Five ID verification predictions for 2022
As we move through 2022 with the pandemic still ongoing, technologies designed to connect us will be more important than ever.
However, as many banks and technology firms enter their third calendar year serving customers remotely, they should not treat customer data with complacency. It’s time for businesses to thank customers for their loyalty by making their lives safer and simpler.
Here’s how we predict this shift will happen in 2022.
- An artificial intelligence (AI) Bill of Rights will limit irresponsible data use
In 2022, an AI Bill of Rights will most likely be proposed by the US administration after it establishes its advisory commission on AI technologies.
Legislation that limits the non-consensual scope and impact of AI on consumers is badly needed. Similar to the EU’s GDPR, a bill focused on consumer protections won’t limit innovation in companies providing AI solutions. That is, so long as they obtain consumers’ consent to use their data.
However, it will act as a shield against businesses marketing or using that data without disclosing its purpose. We will need further regulations in the coming years as AI technologies continue to grow and become more sophisticated.
- Contactless tech will do more than limit future pandemics
Over the last 12 months, contactless technology usage has hit an all-time high as businesses responded quickly to customer fears over COVID-19 and personal hygiene.
By introducing consumers to these technologies through touchless ATMs or QR code sign-in at hotels, for example, service providers showed the public how much more convenient they are. When customers don’t have to pull out their wallets or manually navigate through an interface, service becomes faster and easier. Most people won’t want to give that up even once the pandemic is over.
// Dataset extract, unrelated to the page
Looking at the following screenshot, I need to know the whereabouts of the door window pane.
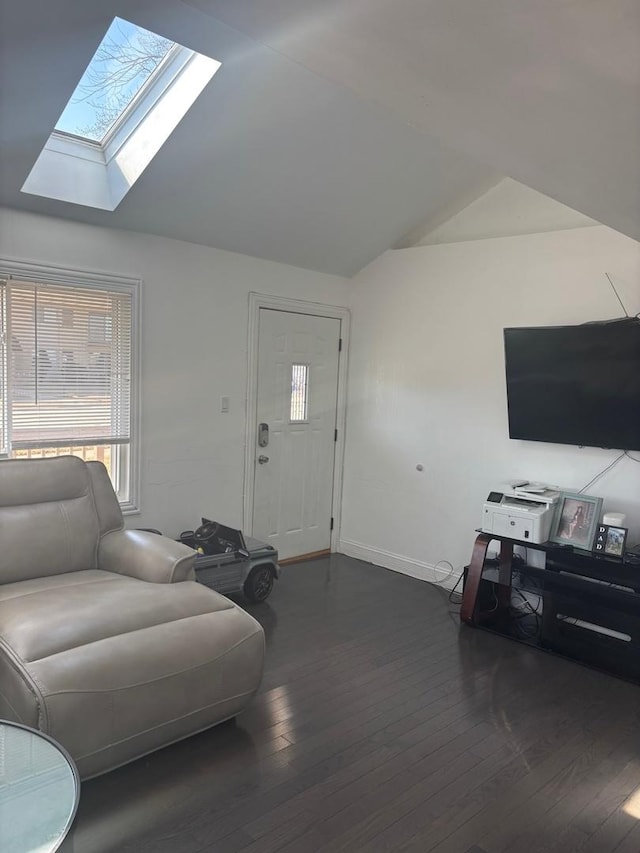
[290,364,309,424]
In 2022, we’ll see more airlines use touchless technologies, as well as new industries like concerts and sports arenas, public transportation, and retail stores. In addition to decreasing wait times, biometrics-based authentication also prevents ticket fraud, an issue that has been on the rise in recent years as more consumers are buying digital tickets.
- Decentralised identity platforms will encourage new Big Tech competition
The race to establish the industry’s leading decentralised identity platform will be the catalyst for a new era of competition between the likes of Microsoft and Apple.
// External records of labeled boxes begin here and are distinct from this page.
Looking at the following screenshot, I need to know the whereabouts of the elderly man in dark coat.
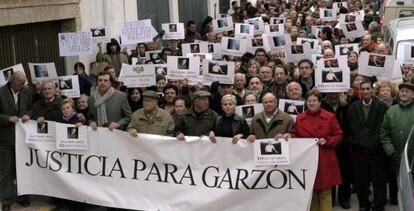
[0,72,32,211]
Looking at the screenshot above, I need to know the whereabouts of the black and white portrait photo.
[67,127,79,139]
[59,79,73,90]
[177,58,190,70]
[208,62,228,75]
[37,122,48,134]
[260,141,282,155]
[322,70,342,83]
[242,106,254,119]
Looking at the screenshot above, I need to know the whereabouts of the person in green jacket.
[380,83,414,174]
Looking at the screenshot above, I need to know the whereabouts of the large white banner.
[16,123,318,211]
Apple’s approach to decentralised ID has been limited to customers within its own ecosystem, contributing to what some have called a “walled garden”. It also hasn’t made decentralisation a major selling point of its offerings.
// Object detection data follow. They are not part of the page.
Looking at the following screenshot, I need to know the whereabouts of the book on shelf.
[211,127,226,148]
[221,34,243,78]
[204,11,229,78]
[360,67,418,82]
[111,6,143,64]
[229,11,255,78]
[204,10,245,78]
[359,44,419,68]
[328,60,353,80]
Meanwhile, Microsoft made waves announcing its own decentralised system in 2021. In principle, this would allow a broader segment of businesses to use the service. 2022 will be the year competition really heats up to determine which approach and ecosystem customers choose for decentralised identity.
- The financial sector continues to focus on the digital consumer
Consumer foot traffic in bank branches fell dramatically during the height of the pandemic. This trend made it easier for rival banking groups with a stronger digital focus to tempt customers away from branches.
As a result, banks poured an influx of funds into their digital strategies to add more value for digitally-minded consumers. Thanks to the success of those efforts last year, they will most likely continue to push for more mobile-first, customer-focused technologies in 2022.
These digital services will focus heavily on minimising friction to make apps faster and easier to access. Combining a focus on digital technologies with consumers’ longstanding trust in the banking industry will also provide opportunities for banks to explore newer and sometimes riskier services. These include decentralised finance, where consumer interest is growing.
- The future of authentication is behavioural biometrics
Identity verification to strengthen online transaction security will thrive in 2022, thanks to the increasing popularity of biometrics-based AI technologies. The International Air Transport Association (IATA) recently surveyed airports that implemented biometrics systems in 2021 and found many consumers support common types of identity verification, such as fingerprint matching.
In the next year, we will hear more about behavioural biometrics and voice matching as these new methods enable people to conduct business and transactions online more securely.